At present, the goal is 40 percent, and the EU Commission plans to raise it to 50-55 percent but only after compiling a comprehensive impact analysis.
For that reason, the proposal will most likely not arrive before summer, Timmermans said at Wednesday press conference as he presented a proposal for a new climate policy devoid of a new 2030 target.
"The letter from the 12 member states requested that we conduct an impact analysis quickly but also thoroughly. Yes, that's the entire point! I have put quite a lot of pressure on our civil servants to work as quickly as they are able," he said and continued:
"But they need until the end of the summer for it to be thorough and correct, I have to respect that."
Danish Minister of Climate, Energy and Utilities Dan Jørgensen (Social Democratic Party) doesn't accept that explanation, however.
"A lot of work will be required, but it's not an entirely new discussion. Many thought we'd be ready to make the decision already in the autumn," he says.
Furthermore, the minister points out the importance of settling the new 2030 goal before the UN COP26 climate summit begins in Glasgow this November.
"If the EU is going to play the intended leading role at the Glasgow COP26 summit, it won't work if we're too late in setting a 2030 target," he says.
"Do your homework"
The 12 states behind the letter include Spain, France and Luxembourg.

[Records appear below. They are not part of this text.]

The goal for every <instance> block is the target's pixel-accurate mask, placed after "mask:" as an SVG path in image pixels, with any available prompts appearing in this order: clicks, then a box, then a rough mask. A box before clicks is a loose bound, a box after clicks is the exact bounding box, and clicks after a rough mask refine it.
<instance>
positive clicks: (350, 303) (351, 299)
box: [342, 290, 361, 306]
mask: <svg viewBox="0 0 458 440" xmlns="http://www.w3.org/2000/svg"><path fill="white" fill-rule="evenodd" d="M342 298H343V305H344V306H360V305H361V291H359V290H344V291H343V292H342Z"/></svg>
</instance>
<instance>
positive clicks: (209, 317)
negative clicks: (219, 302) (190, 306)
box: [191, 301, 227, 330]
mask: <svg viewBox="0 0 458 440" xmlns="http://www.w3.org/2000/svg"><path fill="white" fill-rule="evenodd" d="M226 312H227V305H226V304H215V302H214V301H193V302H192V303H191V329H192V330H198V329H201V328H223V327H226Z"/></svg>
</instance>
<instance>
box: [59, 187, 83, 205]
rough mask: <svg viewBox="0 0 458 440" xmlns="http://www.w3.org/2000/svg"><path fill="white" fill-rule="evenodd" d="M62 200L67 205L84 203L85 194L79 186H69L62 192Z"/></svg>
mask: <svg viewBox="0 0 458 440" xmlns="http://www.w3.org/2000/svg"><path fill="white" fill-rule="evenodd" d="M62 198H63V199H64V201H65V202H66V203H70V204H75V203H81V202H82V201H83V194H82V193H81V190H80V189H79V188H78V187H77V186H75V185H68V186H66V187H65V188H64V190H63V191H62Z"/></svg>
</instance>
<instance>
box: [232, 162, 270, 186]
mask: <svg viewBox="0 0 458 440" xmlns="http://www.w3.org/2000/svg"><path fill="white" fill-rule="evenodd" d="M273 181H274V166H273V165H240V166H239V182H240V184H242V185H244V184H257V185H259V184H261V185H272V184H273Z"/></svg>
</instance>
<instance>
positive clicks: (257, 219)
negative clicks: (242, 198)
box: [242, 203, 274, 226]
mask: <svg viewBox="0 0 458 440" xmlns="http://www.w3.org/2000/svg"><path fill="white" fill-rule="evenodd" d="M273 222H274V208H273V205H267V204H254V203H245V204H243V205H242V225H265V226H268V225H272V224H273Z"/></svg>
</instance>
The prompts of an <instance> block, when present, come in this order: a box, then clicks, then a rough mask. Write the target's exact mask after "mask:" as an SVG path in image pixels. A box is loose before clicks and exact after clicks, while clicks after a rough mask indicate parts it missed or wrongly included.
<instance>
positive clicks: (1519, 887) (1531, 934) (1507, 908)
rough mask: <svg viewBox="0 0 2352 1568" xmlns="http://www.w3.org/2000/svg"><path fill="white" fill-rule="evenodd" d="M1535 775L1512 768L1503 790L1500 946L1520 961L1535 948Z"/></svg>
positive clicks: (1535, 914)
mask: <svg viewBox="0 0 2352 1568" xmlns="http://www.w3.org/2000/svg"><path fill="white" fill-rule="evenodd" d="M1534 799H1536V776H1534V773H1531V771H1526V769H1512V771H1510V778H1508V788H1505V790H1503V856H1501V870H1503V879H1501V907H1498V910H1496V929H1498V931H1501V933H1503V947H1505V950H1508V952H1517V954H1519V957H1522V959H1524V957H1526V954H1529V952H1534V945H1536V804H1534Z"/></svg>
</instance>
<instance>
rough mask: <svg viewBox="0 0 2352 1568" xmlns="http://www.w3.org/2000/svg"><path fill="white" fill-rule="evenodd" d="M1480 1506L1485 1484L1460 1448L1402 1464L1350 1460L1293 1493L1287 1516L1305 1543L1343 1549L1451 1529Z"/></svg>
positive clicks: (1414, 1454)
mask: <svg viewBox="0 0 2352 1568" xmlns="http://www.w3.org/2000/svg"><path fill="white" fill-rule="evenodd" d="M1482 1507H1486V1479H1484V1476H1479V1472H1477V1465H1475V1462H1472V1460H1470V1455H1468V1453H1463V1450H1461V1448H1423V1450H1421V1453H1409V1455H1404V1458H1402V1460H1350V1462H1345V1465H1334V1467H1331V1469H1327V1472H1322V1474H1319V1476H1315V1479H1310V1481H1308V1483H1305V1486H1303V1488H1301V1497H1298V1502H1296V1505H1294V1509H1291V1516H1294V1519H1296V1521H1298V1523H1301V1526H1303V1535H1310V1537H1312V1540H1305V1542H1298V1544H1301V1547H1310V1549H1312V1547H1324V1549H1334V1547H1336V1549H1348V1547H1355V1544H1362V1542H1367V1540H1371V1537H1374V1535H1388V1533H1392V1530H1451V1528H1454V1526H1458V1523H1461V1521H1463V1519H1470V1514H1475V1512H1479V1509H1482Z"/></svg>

These three countries have, though, not yet submitted their 2030 climate plans to the Commission, even though the forthcoming impact analysis will be based on those designs.
"Thank you for pointing out that we’re still waiting for some of those member states to do their own homework," Timmermans responded to a Euractiv journalist when asked if these three nations were hypocritical in their demand.
The EU climate chief also sent a message to those countries:
"I could respond with 'do your own homework and your plea will be slightly more credible'," Timmermans rebuked.
Jørgensen, however, sees Timmermans response as unfounded, as the three member states were duly justified in not having presented the climate plans by New Year's.
"These three countries are very ambitious, and I believe – without being presumptuous about their internal affairs – that they have had credible reasons. I don't think their tardy plans can be seen as an argument for the countries not being extremely ambitious," Jørgensen says.
Denmark's climate plan was submitted before Christmas and presents a general idea of how the country intends to achieve its 70-percent carbon reduction goal, the details of which will first be settled during parliamentary climate negotiations this spring.